I replied, "Sir, I agree. I'd hate to think that you were injured as a result of this accident. Don't we follow the same procedure of exchanging papers and then any medical care that you need as a result will be covered by either my insurance or your insurance?" and I again waited for him to pull out his papers, but he didn't.

He simply said, "Have a good day," and drove away... and the surprisingly large crowd that had gathered behind me began to disperse (I was very thankful one of the older young men in my Landcruiser had gotten out and come to stand beside me, as I felt a little vulnerable before that point).

As I concluded my story, the women began to laugh... but I asked them if they could identify the confrontation that occurred in my story. They could - and quickly noted that I was the one in the hot seat that time around. So I asked them how they thought I did in handling the confrontation, and then asked them to tell me what I did well and what I didn't do so well. The general consensus was that when I was willing to accept at least some of the responsibility, I allowed him to ride away without feeling shamed - even though he was clearly in the wrong... even though I clearly had the right and could have protested.
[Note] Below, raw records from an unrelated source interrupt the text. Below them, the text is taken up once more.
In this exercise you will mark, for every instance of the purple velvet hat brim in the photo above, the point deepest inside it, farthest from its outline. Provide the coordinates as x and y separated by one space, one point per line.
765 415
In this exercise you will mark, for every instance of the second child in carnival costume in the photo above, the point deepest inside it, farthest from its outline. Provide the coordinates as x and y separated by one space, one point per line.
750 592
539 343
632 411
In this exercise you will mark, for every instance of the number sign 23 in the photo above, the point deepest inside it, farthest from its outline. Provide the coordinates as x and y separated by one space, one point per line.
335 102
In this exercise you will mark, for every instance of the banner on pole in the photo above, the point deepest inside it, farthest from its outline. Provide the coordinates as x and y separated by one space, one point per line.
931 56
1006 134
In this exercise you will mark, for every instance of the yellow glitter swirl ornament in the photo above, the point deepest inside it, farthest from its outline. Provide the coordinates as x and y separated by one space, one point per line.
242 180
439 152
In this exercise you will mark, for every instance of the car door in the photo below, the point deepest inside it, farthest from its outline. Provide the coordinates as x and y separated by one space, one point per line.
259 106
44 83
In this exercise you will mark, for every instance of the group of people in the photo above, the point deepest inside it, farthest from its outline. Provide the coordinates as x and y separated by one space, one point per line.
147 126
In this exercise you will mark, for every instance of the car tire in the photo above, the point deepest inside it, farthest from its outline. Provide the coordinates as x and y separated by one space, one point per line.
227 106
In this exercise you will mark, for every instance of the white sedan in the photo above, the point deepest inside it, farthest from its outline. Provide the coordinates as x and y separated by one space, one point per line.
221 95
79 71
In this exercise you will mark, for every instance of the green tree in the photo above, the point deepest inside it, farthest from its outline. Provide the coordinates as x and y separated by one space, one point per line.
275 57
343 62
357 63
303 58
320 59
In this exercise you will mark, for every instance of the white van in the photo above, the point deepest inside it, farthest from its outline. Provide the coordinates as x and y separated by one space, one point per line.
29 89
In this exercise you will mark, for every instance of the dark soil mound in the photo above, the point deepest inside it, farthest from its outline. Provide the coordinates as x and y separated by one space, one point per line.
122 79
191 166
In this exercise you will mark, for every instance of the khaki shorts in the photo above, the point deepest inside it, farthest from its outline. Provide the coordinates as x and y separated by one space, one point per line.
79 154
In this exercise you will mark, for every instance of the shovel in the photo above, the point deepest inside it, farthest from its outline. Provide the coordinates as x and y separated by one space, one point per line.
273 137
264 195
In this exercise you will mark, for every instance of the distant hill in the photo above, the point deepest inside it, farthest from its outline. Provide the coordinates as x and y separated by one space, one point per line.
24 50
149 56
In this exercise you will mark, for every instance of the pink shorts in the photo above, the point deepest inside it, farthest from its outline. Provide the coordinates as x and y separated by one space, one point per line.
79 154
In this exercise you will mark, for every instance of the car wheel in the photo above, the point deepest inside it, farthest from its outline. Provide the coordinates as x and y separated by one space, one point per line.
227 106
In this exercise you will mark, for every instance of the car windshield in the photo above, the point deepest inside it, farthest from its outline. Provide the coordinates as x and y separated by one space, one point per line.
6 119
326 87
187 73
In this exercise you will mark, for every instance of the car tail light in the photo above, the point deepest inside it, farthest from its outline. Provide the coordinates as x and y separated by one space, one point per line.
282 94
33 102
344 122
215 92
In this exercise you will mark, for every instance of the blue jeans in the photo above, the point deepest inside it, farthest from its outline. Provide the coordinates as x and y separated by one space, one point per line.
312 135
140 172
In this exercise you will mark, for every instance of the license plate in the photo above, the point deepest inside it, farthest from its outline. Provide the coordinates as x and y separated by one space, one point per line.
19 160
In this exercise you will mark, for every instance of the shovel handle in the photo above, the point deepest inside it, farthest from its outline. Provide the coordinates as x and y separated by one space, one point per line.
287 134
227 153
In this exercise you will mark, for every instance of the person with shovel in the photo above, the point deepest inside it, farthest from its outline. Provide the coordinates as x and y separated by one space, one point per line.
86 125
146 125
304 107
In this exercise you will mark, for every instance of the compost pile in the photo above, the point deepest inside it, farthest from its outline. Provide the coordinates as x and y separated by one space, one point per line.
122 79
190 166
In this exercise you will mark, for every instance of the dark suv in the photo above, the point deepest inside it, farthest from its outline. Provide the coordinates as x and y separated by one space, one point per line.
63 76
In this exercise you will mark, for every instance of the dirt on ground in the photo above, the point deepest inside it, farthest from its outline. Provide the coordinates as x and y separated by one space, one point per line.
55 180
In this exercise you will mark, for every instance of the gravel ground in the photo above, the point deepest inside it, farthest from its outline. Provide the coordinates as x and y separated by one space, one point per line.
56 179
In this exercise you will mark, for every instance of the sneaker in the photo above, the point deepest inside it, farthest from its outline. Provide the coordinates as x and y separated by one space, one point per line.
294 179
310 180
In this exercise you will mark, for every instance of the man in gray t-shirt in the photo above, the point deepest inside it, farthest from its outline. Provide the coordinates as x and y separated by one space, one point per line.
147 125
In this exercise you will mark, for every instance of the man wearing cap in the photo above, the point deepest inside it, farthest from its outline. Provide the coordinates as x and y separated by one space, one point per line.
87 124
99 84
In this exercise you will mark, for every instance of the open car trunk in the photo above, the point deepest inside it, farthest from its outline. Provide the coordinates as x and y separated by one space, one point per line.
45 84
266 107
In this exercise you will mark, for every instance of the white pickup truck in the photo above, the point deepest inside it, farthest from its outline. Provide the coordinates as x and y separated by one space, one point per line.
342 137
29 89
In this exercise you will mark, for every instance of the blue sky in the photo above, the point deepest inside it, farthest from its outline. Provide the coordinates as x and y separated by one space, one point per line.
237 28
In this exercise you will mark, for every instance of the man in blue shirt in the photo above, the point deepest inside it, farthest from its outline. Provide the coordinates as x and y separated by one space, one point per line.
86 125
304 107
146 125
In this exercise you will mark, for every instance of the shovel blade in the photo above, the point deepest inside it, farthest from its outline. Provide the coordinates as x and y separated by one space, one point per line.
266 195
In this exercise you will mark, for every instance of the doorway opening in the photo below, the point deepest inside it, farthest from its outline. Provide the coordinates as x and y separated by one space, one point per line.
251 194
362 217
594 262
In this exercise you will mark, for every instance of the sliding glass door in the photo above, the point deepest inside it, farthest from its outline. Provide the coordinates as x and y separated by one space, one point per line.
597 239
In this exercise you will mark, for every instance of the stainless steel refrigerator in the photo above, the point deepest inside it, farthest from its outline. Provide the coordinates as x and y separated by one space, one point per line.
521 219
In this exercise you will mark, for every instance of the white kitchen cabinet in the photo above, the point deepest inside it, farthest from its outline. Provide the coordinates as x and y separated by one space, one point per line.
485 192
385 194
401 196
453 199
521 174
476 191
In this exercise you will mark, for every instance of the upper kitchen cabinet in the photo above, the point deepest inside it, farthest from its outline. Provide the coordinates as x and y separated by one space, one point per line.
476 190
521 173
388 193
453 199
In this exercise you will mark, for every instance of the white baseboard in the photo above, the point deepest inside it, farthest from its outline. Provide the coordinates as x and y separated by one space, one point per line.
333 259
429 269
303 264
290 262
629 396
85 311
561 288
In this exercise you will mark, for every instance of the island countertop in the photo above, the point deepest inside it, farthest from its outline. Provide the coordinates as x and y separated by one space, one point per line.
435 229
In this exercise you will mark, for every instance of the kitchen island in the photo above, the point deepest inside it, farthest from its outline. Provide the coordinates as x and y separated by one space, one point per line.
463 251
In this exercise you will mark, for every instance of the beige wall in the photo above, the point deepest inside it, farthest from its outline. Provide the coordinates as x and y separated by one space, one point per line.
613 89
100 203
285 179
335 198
Now that they had some experience analyzing a "confrontation," I took the ladies to 2 Samuel 12 ~ the biblical account of Nathan, sent by God, to confront David with the reality of the sin he had committed towards Uriah the Hittite (and others), helping David see just how deeply he had offended God. I told the ladies I wanted them to know this story because it gives us a Biblical picture of confrontation both done and received well.

The rest of our study was spent with me reading the Zarma Biblical account (slowly and surely, one little step after another, my Zarma language abilities make minute advances) followed by some basic clarification of the events that took place in those verses.

We finished up Bible study with two questions, the same two questions I'd like to leave with you today:
  1. What did Nathan do well as he confronted David with his sin?
  2. What did David do well as he found himself sitting in the hot seat?

1 comment:

  1. Adam Garrison21 June, 2012 23:03

    Sounds to me like you did an excellent job of handling a very delicate, and potentially dangerous, situation.